Sure, I don't enjoy the work any more than I ever have. Yes, I still check my soul at the door and then collect it when I drive my car out of the parking lot in the afternoon, just as I have for years. But as soon as I reclaim my soul and delete the day from my memory, I'm good to continue on with my life. Now, do I really want to be deleting two full days each week from my memory?

Well, the short answer is yes. It's better than allowing it to make me unhappy anytime outside the hours of 8-4 on Tuesday and Thursday. There was definitely a time when the misery consumed me. Luckily, I've been able to shake that millenial-esque attitude of feeling entitled to do something fun and amazing for work, and instead I've just turned into a grown-up that goes to a job because grown-ups go to jobs, and whatever. (Only working two days per week most certainly helped in that attitude adjustment.) And yes, I do like breaking up my week, I do like being in a place where generally people tell me I'm good at something, I like having a reason to blow-dry my hair and leave the house in normal clothes, and I really, really like being a part of something bigger than myself. But let's be honest...without the money, none of it would really be worth it.

Is it really all about the money? Not all...but mostly. Should I be experiencing some sort of moral crisis because I'm not above checking my soul to earn a paycheck, even though my family would remain sheltered and fed without it? I don't think so. I'm just a person doing what people do, and I have bigger aspirations for what I'll do with myself when my kids are a little older and in school. Right now is just not my time. Some day, but not now. So yeah, Tuesday and Thursday are what they are...but Friday thru Monday are so super sweet. On most days of the week, I'm doing my life's most important work, but I'm glad to have the chance to change the scenery, too. I don't think that's a rough way to live by anybody's standards.

He loves getting ahold of this whistle...whatever it takes to make things louder and crazier

A shared bowl of ice cream at the park...

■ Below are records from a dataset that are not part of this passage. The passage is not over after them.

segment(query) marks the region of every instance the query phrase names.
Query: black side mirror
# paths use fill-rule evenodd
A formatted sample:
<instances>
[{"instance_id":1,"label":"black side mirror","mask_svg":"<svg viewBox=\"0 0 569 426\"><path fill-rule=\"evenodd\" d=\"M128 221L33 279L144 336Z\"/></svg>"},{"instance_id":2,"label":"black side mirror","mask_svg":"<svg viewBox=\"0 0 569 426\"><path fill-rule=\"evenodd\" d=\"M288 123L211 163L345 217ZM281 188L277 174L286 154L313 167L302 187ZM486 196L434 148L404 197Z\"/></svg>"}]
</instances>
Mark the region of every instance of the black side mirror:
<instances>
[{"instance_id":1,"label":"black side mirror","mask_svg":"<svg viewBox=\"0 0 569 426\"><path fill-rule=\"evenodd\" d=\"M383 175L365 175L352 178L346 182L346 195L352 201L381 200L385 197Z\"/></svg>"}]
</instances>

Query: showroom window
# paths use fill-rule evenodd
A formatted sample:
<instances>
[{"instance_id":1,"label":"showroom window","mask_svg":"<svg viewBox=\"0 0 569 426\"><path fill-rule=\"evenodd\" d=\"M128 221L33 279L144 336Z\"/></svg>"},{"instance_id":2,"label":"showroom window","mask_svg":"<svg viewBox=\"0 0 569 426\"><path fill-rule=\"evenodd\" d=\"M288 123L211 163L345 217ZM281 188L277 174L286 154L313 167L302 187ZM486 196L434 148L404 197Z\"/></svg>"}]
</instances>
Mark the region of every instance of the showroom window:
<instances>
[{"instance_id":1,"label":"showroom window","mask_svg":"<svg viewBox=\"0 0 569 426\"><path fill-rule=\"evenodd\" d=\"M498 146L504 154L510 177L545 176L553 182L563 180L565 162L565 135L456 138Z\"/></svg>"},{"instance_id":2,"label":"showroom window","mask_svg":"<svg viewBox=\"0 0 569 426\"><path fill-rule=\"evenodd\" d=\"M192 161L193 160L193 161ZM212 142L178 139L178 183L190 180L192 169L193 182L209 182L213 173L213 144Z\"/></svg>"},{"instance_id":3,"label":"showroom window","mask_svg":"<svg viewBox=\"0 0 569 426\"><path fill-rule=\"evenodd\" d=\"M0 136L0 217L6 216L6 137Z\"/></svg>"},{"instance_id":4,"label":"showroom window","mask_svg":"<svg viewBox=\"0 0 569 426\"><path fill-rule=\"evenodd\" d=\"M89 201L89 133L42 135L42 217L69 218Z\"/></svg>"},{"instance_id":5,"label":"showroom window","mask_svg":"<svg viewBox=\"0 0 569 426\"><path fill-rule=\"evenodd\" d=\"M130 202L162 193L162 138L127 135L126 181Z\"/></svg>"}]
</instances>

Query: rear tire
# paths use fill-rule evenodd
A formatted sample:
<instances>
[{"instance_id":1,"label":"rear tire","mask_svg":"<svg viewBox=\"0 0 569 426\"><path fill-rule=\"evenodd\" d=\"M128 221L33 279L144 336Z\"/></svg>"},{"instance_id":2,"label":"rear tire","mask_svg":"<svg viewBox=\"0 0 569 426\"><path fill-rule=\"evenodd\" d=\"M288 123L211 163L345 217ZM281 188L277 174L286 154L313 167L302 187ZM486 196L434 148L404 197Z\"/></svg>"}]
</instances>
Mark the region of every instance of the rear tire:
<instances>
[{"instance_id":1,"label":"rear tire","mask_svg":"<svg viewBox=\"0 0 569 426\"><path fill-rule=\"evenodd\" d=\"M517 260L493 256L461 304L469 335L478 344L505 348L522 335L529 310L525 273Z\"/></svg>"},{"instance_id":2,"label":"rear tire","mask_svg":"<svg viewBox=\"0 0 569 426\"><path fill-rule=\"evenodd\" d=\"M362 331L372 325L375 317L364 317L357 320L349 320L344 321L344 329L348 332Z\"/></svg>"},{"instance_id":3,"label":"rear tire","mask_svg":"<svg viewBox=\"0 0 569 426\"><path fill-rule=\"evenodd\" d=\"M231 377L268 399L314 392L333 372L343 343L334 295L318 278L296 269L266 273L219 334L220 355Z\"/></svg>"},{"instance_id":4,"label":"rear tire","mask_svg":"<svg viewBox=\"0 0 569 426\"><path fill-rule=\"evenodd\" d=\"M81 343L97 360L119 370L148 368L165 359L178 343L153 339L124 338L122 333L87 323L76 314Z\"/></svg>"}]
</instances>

...that only ended in tears for both parties involved

Ate a blue pencil. NBD

Balance beam practice at the park

Leading outdoor yoga. What a perfect downward dog.


He loves anything with wheels lately

Still stirring up trouble on the see saw

Look, a bird



I suppose the takeaway from this meandering blog post that has touched on many varied points is that, overall, we are coasting along in a pretty good place with very few complaints and many reasons to be grateful. We hit hiccups and bumps along the way, but with my old age, it's been a lot easier to take things in stride. With a little step back and a look at things as a whole, well, 2017 is shaping up to be a-OK so far.